Bitdeer has also reported roughly $21 million in annual recurring revenue from external GPU cloud subscriptions as of February 28, with ongoing negotiations for additional colocation tenants. Riot Platforms’ full-year 2025 results showed its data center lease with AMD began generating revenue since January 2026 and could expand into a larger campus.
Core Scientific’s fourth-quarter 2025 results revealed that approximately 350 MW had been energized under its CoreWeave contract, with plans to reach about 590 MW by early 2027. MARA’s partnership with Starwood Digital Ventures highlights campuses capable of hosting both Bitcoin mining and AI compute tasks, allowing workload shifts based on pricing and demand.
CoinShares estimates that over $70 billion in cumulative AI and HPC contracts have been announced across the public mining sector. By year-end, listed miners could derive up to 70% of their revenue from AI, a significant increase from today’s roughly 30%.
Public companies initially focused on Bitcoin are now viewed as owners of scarce power infrastructure, potentially more lucrative for leasing to other industries than continuing mining operations. This shift requires boards to weigh the cash flow from mining against that from premium power and compute space leasing.
At an average Bitcoin price of $80,000, sector-level revenue still favors mining despite significant AI engagement. However, companies with substantial AI infrastructure contracts might see AI revenues rival or surpass their Bitcoin earnings at current prices.
For instance, Bitdeer’s confirmed annual AI revenue stands at $21 million, potentially doubling to $42 million, while Core Scientific and IREN have larger projected 10-year sensitivities in the billions.
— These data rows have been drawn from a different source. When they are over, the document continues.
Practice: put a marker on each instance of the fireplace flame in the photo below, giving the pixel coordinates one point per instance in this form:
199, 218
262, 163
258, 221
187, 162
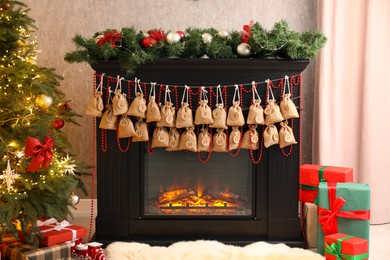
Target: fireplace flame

While Bitcoin mining offers a more substantial aggregate opportunity for the top group, AI already claims superior economics for some operators, particularly as contract values expand.
The likely outcome is a hybrid sector where some miners remain Bitcoin-centric, while others pivot to power-and-compute businesses with Bitcoin as a secondary focus. This evolving landscape suggests that AI does not need to replace mining entirely but only needs to redirect enough premium capacity from Bitcoin to reshape the industry significantly.